Written from the original screenplay, the Star Trek novel only improves upon the original story. Giving more depth into the story and characters, giving more explanations, and additional scenes, Foster has written one of the best tie-in novels that I’ve ever read. The novel retains all of the suspense, drama, and comedy. It’s a wonderful story of revenge and destiny. As with the film, one doesn’t need to be a Star Trek fan to enjoy this science fiction success. If you enjoyed the film, love reading, and can’t wait for the future DVD release, go pick up this fantastic novelization.

Room 59: Black Widow

Room 59: Black Widow

Room 59: Black Widow, by “Cliff Ryder”

When her brother is killed in the line of duty, a MI6 agent agrees to go undercover and assist the international secret organization known as Room 59. Ajza’s mission is to infiltrate a terrorist organization that uses widows as vengeful suicide bombers. Meanwhile, she will learn the harsh truth behind her brother’s death.

Ajza is a strong and fierce woman, a skillful spy and looking for justice. And though she is forced into a corner by Room 59, Ajza would do anything to find her brother’s killers.

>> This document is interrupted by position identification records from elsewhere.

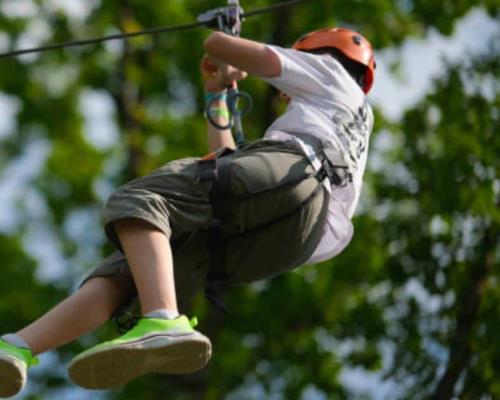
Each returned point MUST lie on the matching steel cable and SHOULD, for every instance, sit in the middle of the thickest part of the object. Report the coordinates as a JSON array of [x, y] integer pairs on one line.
[[151, 31]]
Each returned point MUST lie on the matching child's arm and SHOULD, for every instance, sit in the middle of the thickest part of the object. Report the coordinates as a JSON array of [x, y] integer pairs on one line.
[[217, 76], [246, 55]]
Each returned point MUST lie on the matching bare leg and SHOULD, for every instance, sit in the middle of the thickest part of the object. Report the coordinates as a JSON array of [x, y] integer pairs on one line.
[[150, 259], [81, 313]]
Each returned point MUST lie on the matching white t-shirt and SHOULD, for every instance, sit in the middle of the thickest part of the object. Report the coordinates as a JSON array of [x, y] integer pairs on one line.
[[326, 103]]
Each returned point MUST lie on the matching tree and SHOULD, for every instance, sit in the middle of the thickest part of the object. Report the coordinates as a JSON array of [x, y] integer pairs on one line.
[[296, 333]]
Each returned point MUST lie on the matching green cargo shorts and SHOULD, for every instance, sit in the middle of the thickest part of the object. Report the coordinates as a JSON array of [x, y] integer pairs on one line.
[[273, 222]]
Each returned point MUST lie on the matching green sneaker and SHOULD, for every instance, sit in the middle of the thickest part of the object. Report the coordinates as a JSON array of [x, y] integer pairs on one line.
[[152, 346], [14, 363]]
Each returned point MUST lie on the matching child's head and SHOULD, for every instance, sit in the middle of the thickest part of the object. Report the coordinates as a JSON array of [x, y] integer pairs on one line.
[[348, 47]]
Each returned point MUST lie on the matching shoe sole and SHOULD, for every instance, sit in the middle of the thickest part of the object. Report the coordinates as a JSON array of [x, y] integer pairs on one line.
[[164, 354], [12, 376]]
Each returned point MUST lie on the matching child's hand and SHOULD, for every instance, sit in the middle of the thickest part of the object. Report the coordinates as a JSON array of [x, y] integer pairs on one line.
[[218, 75]]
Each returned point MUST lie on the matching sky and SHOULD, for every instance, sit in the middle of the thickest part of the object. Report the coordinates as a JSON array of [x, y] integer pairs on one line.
[[421, 61]]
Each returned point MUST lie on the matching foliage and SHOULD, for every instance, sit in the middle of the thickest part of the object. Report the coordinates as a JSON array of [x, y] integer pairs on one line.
[[414, 298]]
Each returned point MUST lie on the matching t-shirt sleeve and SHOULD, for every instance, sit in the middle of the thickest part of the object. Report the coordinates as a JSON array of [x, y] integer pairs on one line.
[[303, 75]]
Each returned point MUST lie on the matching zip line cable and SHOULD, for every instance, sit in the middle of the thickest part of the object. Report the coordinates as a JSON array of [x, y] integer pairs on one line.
[[151, 31]]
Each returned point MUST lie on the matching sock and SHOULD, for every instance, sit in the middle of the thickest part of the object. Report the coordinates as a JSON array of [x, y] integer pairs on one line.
[[162, 314], [15, 340]]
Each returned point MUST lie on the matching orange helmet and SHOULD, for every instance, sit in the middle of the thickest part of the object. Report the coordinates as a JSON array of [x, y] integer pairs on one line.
[[350, 43]]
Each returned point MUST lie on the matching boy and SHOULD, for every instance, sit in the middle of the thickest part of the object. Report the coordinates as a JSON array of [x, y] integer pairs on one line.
[[266, 208]]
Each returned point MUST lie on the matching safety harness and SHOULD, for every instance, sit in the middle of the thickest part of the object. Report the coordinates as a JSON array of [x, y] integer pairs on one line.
[[216, 169]]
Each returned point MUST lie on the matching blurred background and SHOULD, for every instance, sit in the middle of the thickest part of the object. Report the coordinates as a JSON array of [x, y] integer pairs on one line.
[[409, 311]]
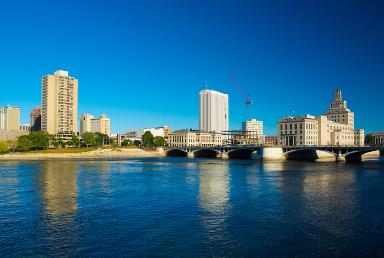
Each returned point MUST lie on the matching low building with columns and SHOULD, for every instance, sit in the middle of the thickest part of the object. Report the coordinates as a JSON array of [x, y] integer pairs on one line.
[[194, 138]]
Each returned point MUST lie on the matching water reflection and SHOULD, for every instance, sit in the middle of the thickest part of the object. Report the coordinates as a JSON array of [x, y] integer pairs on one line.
[[213, 186], [214, 200], [59, 188]]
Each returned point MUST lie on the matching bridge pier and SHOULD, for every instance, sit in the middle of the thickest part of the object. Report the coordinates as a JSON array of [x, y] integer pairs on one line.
[[224, 155]]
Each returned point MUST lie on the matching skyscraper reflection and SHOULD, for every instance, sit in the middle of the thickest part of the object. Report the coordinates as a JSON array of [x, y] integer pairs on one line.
[[59, 187], [213, 187]]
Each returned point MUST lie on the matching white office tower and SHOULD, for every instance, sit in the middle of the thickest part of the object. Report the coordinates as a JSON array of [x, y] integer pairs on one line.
[[59, 97], [213, 111]]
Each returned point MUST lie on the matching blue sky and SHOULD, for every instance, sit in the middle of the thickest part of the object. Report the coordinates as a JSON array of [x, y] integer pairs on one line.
[[143, 62]]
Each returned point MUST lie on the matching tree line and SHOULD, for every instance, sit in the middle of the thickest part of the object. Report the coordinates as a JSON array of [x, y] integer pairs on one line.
[[42, 140], [147, 140]]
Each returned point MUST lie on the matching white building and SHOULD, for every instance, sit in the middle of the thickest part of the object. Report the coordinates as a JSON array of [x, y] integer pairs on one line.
[[85, 123], [253, 129], [336, 127], [25, 127], [95, 125], [213, 111], [9, 118], [59, 105]]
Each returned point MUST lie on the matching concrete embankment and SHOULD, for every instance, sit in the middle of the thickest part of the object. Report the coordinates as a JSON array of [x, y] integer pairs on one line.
[[96, 154]]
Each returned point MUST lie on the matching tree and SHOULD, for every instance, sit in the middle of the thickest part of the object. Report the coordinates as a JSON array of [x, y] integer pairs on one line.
[[100, 138], [127, 142], [147, 139], [24, 143], [39, 140], [88, 139], [4, 147], [159, 141], [57, 141], [12, 145], [74, 141]]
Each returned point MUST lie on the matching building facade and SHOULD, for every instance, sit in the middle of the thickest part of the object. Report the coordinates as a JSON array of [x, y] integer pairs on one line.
[[35, 119], [182, 138], [378, 138], [59, 103], [213, 111], [335, 127], [101, 125], [88, 123], [359, 136], [25, 127], [9, 118], [270, 140], [85, 123], [253, 129]]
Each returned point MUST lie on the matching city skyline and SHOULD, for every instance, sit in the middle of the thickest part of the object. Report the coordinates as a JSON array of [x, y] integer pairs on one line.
[[140, 84]]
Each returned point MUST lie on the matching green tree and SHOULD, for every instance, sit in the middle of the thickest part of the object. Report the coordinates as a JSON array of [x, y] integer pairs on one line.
[[12, 145], [74, 141], [159, 141], [100, 138], [147, 139], [57, 141], [127, 142], [89, 139], [39, 140], [4, 147], [24, 143]]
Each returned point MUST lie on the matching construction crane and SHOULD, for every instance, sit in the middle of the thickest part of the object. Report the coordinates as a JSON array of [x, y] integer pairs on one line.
[[245, 96]]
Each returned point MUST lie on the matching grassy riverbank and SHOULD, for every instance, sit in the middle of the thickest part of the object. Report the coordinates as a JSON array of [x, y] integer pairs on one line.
[[82, 153]]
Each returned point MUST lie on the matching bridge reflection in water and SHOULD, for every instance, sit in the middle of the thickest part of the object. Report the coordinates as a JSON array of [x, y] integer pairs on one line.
[[335, 153]]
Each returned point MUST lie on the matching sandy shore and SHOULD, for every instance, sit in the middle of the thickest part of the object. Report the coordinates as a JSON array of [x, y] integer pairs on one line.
[[96, 154]]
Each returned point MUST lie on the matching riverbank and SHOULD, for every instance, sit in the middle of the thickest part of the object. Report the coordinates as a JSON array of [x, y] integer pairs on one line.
[[88, 154]]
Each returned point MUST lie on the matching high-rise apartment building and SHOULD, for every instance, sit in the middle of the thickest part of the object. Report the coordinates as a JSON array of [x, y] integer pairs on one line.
[[85, 123], [35, 119], [101, 125], [339, 112], [213, 111], [59, 103], [9, 118], [95, 125]]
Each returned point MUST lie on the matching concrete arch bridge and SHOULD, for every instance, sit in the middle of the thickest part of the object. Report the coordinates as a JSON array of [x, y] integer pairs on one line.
[[339, 153]]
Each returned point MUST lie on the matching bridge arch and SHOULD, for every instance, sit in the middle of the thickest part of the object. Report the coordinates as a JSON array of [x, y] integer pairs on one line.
[[243, 153], [176, 153], [356, 155], [206, 153]]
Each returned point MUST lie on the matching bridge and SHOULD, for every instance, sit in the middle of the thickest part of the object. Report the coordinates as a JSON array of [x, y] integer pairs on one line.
[[339, 153]]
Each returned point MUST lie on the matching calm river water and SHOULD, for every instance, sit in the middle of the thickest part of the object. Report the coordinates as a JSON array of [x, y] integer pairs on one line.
[[179, 207]]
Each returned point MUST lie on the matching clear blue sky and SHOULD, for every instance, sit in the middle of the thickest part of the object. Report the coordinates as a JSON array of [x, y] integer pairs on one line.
[[144, 62]]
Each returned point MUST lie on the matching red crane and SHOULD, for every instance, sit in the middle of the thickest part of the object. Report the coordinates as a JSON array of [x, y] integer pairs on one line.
[[245, 96]]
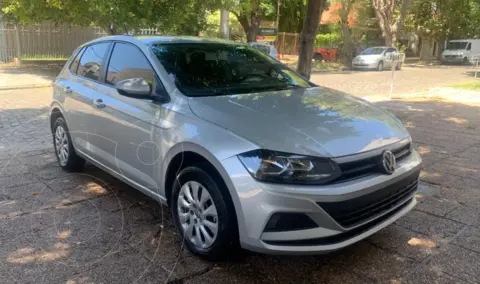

This is an exciting installment, with all of the espionage, suspense, and heart-pounding action that make the Room 59 series so great. In this contribution by Mel Odom, the characters are just as important as the story. It’s a well-balanced novel with plenty of action scenes, drama, intrigue, and surprises. Military suspense and spy fans shouldn’t miss this installment to a fantastic series.

Terminator: Salvation: The Official Movie Novelization

Terminator: Salvation

Terminator Salvation: The Official Movie Novelization, by Alan Dean Foster

Judgment Day has come and gone. And John Connor a leader for the Resistance is searching for Kyle Reese, a teenager who will one day become his father. But the machines are advancing faster than they were supposed to. And Connor must stay one step ahead if he is to fulfill his destiny.

Marcus Wright, a death-row inmate, donated his body to science before his sentence of lethal injection. And after his death, he awakens in a post-apocalyptic world. He is met and befriended by a young Kyle Reese, before they are attacked by the machines.

The heart of the story revolves around Marcus Wright and his hope for a second chance at life. John Connor must make some difficult decisions regarding an attack on SkyNet. When Reese is captured, Connor risks his life to save his future father’s.

In this adaptation from the latest Terminator movie, Foster gives more depth and a slightly different ending than that of the slightly surprising one in the film. Just as exciting as the movie, Terminator fans will enjoy this non-stop, action-packed novelization.

Mr. Monk in Outer Space

Mr. Monk in Outer Space

Mr. Monk in Outer Space, by Lee Goldberg

When Monk is asked to investigate a murder outside of a science fiction convention, he discovers a fan base as extreme as his compulsions. The creator of a cult science fiction show has been murdered, and there is no shortage of suspects, even from the fans. When Monk begins tying this murder to seemingly other random murders, his assistant Natalie is the only one who believes him.

The fictional show Beyond Earth, is akin to both Battlestar Galactica and Star Trek. The hardcore fans of Beyond Earth are outraged when the show gets a reboot, a la Battlestar Galactica. And Monk gets a dose of extreme fanaticism when he investigates the murder of the show’s creator. Humor ensues.

Monk is a wonderful character and a genius detective. And as always, the novel is told from his assistant Natalie’s point of view. In a fabulously fun tie-in to the Monk TV series, Goldberg has created a complex story to which science fiction fans can relate. This is probably my favorite Monk novel that I have read so far.